Seçmen bunun kendisi ile arasındaki illiyet bağını anlamakta zorlanıyor. Bu tip olaylar vatandaşın cebirle ilgili illiyet bağı iyi anlatılmadığı için seçmen üzerinde etkisi pek olmuyor. Bir de istikrar konusu önemli. Bankalardaki borç oranı belli, kullanılan kredi oranı belli. Halkın büyük bölümü borçlu. O yüzden insanlar istikrarın bozulmasını istemiyor. İnsanlar istikrar bozulursa bu borç yükünün altından nasıl kalkarım diyor. Bu endişeyi ortadan kaldıracak olan muhalefet partileri. Muhalefetin seçmene güven vermesi gerekiyor. Aslında iktidarlar değişse de para politikalarında çok değişiklik olmazı muhalefet partileri iyi anlatmalı. Bir de ne söylediğiniz değil kimin söylediği önemli.

-Türkiye’de kazanmak için sağ parti olmak mı gerekiyor ?

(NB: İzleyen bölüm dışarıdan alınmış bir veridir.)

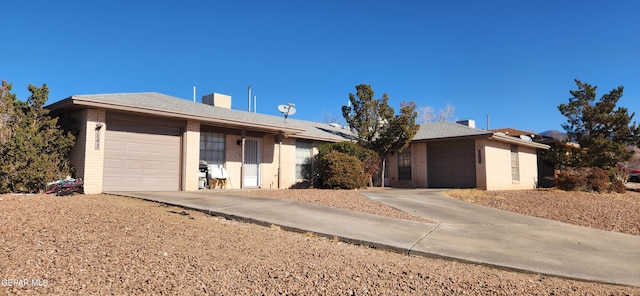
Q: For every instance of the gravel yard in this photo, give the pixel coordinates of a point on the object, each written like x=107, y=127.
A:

İNSANLARA YALNIZ OLMADIKLARINI HİSSETTİRMEK LAZIM

Uzunca süre bu ülkede seçmenin yüzde 70'i sağ yüzde 30'u sol dendi. Aslında "biz ne yaparsak yapalım potansiyel seçmen kitlesi belli" dendi. Vatandaşa; "burası sağ, burası sol kendini nereye koyuyorsun" diye soruyorsun, seçmenin yüzde 30-35'i kendisini sağa koyuyor yüzde 18-20'si sola koyuyor, seçmenin yaklaşık yarısı ise kendini ya merkeze koyuyor, ya da hiçbir yerde değilim diyor. Veya AK Parti sadece dindar ve muhafazakar olduğu için kazanmıyor, ana muhalefet partisi ise Atatürkçü veya laik olduğu için iktidar olamıyor değil. Elbette AK Partiye oy veren ve kendisini dindar ve muhafazakar olarak nitelendiren bir seçmen var. AK partiye oy veren 3 kişiden 2'si kendisini dindar ve muhafazakar olarak tarif ediyor ama AK Parti'ye oy veren yüzde 35-40 kendisini dindar ve muhafazakar olarak tarif etmiyor. Tabi şunu da unutmamak gerek ülkenin konjonktürüne göre kendini tanımlayan insanlar da var yani muhafazakar olduğunu söyleyen bir iktidar döneminde kendini muhafazakar diye tanımlayan seçmenlerin olabileceğini de unutmamak lazım.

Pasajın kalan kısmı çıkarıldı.